This will be a plugin (somewhere) that controls Flux bursting. 🧋️

## Frequently Asked Questions

> What is a burst?

A traditional burst means extening some local Flux Cluster with a remote. That "remote" can actually be:

- a cloud cluster (existing or not)
- a second cluster
- a mocked cluster

The main idea is that the main Flux Cluster is not just creating additional resources, but connecting
the local broker to the new external one.
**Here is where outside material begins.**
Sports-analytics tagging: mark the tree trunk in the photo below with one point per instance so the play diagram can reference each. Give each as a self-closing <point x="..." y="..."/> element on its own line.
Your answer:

This is different from what we might consider an isolated
burst, where a first cluster creates an entirely new second cluster.

> How does the design here work?

This library uses a plugin architecture, meaning that if you want to add a new kind of burstable,
you do so by way of writing a plugin. Instructions for writing a plugin are included below.

## Usage

### Tutorial

For this tutorial you will need Docker installer.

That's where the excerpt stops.